Science Really Works: A Prize for A Careful Optimist
In The Great Escape, Angus Deaton concludes by saying that he is “cautiously optimistic” about the future. In his review of the book, David Leonhardt captured its real spirit: “Deaton’s central message is deeply positive, almost gloriously so.”
Deaton has made many contributions that make him such a great choice for today’s prize. (See here, here, and here.) I take special satisfaction from the validation it provides to Deaton’s optimism, which I would describe as careful, not cautious. It is an optimism that is grounded in careful attention to data and careful consideration of what measurements mean.
For example, from the end of the book:
Although the rate of improvement of life expectancy is slowing down, that is a good thing, not a bad thing; death is aging, and saving lives at older ages has a smaller effect on life expectancy than saving the lives of children. Once again, the problem is the measure, not the substance. Life expectancy is not always the right measure of how well a society is doing, and there is nothing that says that saving the lives of the middle-aged and elderly is inherently less valuable than saving the lives of children.
From there, he goes on to give a give a clear-eyed but unyielding characterization productivity of resources devoted to science and the endogeneity of the decisions that people make about which lines of inquiry to pursue:
The ultimate reason that health will continue to improve is that people want it to improve and are prepared to pay for the basic science, behavioral research, drugs, procedures, and devices that support it. Innovations cannot be bought off the shelf, nor do they always come along when they are needed. But there is no doubt that well-funded needs bring results.
Even the HIV/ AIDS pandemic, in spite of its horrendous toll, contains a success story about how new basic knowledge and new treatments can respond to needs, and can do so on a time scale that, while too short for those who died, is fast by the standards of other historical epidemics. Science really works.
Then he goes on to note other signs of progress, a word that elsewhere, he is not afraid to use:
There are many other continuing improvements that I have not discussed in this book. Violence has fallen; people today have a much lower chance of being murdered than once was the case. Democracy is more widespread in the world than was the case fifty years ago. Oppression of one social group by another is less usual, and becoming more unusual. People have greater opportunities to participate in society than has ever been the case.

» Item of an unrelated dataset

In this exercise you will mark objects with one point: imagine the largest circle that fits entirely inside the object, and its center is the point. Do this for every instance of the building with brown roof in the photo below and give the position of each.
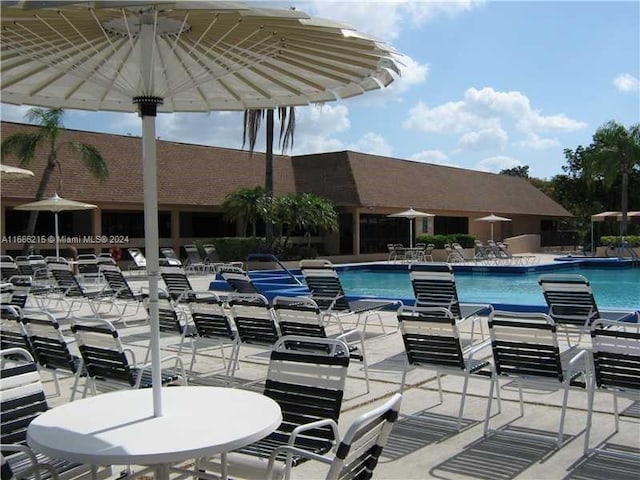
(193, 181)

People are growing taller throughout the world, and likely smarter too.
The book pays equally careful attention to inequality and the harm that it causes. After all, an argument by an economist, and a Scot no less, has to invoke “the other hand.” But as Leonhardt notes, it is the progress that is so stunning. Deaton’s work, backed by the recognition it has now received, means that the biggest fact about life on earth can no longer be disputed or dismissed:
Life has been getting better, and getting better at a pace that is increasing over time.